The Board of Directors approved the conditions of a long-term incentive program for the chairman and members of the Executive Board of RUSNANO. In earlier communications, the company had announced that key employees would be eligible to purchase, with their own resources, shares or interest in project companies after RUSNANO had exited them and/or to receive a portion of RUSNANO’s additional (above planned) profit from realization of investment projects.

The document that the board approved states that incentive remuneration will be paid to the chairman and members of the Executive Board only under the following circumstances:

When, at the conclusion of an investment project, the project company has earned income at least equal to the level specified for it in RUSNANO’s business strategy, and

RUSNANO’s net income, calculated cumulatively in accordance with Russian Accounting Standards from the first accounting period of the company’s existence though the current accounting period, is positive.

During the meeting, the Board of Directors approved RUSNANO’s near-term financial plan for calendar year 2012 and its mid-term financial plan for 2012–2014. The financial plan provides for fulfillment of the company’s strategic goals and balance expenditures with receipts. The mid-term financial plan anticipates income of 149 billion rubles. RUSNANO would spend during that period 126.4 billion rubles to finance investment projects in nanotechnology and 9 billion rubles to finance construction of the European XFEL, or European X-Ray free electron laser project, an international scientific-technological complex for advanced research in nanotechnology. Expenditures to attract and service loans would be 32.5 billion rubles.

RUSNANO will continue its policy of conservative investment of temporarily free financial resources, placing monies exclusively on deposit with banks whose reliability is above the standards established by the Ministry of Finance of the Russian Federation for state-owned companies.

The Board of Directors approved limitation on the debt position of RUSNANO at 120 billion rubles. Surety will come in the form of government guarantees from the Russian Federation.

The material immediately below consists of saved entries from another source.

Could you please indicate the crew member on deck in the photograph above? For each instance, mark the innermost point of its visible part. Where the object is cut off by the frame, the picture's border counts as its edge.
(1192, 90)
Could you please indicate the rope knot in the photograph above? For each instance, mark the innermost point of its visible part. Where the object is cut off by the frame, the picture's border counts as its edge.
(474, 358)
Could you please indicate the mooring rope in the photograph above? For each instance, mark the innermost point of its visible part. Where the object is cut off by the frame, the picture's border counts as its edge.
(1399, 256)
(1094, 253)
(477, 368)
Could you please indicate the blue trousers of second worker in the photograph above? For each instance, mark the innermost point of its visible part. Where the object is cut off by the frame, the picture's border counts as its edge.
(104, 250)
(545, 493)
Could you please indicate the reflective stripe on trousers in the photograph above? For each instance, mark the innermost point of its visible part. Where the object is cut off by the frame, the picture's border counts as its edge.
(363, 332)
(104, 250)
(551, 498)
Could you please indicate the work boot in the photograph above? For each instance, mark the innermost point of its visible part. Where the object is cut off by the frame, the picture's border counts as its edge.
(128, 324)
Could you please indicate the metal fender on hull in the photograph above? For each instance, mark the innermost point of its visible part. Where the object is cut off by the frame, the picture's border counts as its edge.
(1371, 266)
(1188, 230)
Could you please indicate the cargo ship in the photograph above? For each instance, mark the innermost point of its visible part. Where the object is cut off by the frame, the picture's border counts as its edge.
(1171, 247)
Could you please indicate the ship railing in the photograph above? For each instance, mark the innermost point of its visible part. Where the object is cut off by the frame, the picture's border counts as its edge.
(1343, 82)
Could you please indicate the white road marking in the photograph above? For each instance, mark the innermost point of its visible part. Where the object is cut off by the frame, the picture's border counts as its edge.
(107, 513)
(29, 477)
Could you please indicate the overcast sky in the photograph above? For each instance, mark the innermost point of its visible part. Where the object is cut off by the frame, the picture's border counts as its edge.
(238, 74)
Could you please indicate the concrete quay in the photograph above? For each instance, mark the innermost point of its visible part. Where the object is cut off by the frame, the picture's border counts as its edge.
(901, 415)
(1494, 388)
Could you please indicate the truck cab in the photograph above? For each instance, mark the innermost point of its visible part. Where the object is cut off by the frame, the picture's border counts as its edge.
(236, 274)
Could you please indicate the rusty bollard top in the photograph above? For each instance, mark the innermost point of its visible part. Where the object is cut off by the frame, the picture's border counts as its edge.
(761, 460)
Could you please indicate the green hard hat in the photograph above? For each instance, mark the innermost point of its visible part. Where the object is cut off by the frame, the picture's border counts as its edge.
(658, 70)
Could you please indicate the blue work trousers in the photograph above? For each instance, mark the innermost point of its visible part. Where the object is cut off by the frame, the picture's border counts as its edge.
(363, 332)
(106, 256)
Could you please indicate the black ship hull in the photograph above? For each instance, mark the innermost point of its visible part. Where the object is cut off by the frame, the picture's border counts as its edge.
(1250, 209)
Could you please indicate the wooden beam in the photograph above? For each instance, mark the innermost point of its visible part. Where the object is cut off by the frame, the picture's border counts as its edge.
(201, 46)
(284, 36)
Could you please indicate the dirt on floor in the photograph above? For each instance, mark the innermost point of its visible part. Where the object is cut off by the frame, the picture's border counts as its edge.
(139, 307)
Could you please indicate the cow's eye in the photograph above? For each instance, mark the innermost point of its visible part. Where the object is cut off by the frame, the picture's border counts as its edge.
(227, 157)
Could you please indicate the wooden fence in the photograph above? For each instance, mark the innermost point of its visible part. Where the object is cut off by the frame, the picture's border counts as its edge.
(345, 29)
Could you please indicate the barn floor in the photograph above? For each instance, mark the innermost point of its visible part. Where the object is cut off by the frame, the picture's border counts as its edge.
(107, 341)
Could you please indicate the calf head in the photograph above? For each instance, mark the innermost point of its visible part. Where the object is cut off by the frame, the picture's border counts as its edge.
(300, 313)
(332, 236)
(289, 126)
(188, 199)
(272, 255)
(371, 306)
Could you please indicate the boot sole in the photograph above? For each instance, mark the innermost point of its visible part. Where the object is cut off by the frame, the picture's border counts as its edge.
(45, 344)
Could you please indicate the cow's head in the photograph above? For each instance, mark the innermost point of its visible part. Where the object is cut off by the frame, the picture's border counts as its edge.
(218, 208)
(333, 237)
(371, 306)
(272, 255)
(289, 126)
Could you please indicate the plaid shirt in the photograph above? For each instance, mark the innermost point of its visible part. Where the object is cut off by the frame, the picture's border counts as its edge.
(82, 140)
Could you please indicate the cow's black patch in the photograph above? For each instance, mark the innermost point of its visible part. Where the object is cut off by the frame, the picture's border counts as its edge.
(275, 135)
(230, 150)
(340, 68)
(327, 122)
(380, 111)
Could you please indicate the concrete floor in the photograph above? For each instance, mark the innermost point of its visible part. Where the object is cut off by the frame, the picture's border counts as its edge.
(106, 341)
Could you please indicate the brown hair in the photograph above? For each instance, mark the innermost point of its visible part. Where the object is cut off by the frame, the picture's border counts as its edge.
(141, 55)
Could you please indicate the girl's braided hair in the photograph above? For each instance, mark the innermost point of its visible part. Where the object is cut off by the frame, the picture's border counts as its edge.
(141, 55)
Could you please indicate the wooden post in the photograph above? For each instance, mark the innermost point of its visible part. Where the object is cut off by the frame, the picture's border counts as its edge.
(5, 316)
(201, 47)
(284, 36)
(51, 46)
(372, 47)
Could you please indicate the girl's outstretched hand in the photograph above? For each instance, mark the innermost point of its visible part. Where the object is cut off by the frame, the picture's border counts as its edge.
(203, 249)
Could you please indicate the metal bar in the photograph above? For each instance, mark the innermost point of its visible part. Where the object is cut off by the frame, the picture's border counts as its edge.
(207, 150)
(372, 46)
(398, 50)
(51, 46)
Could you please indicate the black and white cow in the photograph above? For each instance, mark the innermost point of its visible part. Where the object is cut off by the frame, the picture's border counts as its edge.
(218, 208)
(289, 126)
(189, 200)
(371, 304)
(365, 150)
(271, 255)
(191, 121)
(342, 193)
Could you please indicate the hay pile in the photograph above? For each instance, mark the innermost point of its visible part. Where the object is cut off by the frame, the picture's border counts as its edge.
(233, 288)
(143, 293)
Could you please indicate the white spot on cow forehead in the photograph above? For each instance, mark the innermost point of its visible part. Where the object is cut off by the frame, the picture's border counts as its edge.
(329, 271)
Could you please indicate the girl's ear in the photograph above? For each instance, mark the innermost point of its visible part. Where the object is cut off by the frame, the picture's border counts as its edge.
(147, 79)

The Board of Directors approved the sale of a portion of the shares of nanotechnology center Idea (Kazan, Republic of Tatarstan) to the Fund for Infrastructure and Educational Programs as well as a number of transactions related to that sale. Furthermore, it defined terms for the sale-purchase agreement and for how the fund will participate in managing the nanocenter. The sale is being carried out in compliance with chapter 7 of federal law № 211-FZ On Reorganization of the Russian Corporation of Nanotechnologies dated July 27, 2010, which requires that responsibility for developing innovative infrastructure in nanotechnology be conveyed to the fund.

The Board of Directors endorsed a number of transactions between RUSNANO and the Fund for Infrastructure and Educational Programs in which members of the Executive Board of RUSNANO are interested parties.

During the meeting, the Executive Board presented a report on progress in realizing investment projects that the Board of Directors had approved and information on projects for which financing approval fell within the competency of the Executive Board. As set forth in the policy On Procedures and Conditions for Financing Investment Projects of RUSNANO, decisions on participations in investment projects are within the competency of the Executive Board when financing with resources of the corporation is greater than 300 million rubles but not more than 1.3 billion rubles.

Finally, the Board of Directors took note that RUSNANO had founded a subsidiary in Israel. The company will seek investment projects in Israel, collaborate with leading Israeli technology enterprises and venture funds, and recruit specialist for nanocenters and organizations conducting joint educational programs.

The Board of Directors gave its consent to combining Executive Board responsibilities with other positions:

Anatoly Chubais, chairman of the Board of Directors of RUSNANO, to serve concurrently as member of the boards of directors of Joule Global Holdings B. V. and Stichting Joule Global Foundation as part of realizing the investment project Joule: Biofuel and chemical products

Andrey Malyshev, member of the Executive Board of RUSNANO, to serve concurrently as member of the board of directors of Novomet-Perm as part of realizing investment projects Novomet: Nano-enabled submersible oil production equipment

Yakov Urinson, member of the Executive Board of RUSNANO, to serve concurrently as chairman of the Board of Directors of joint-stock commerical bank STRATEGIYA.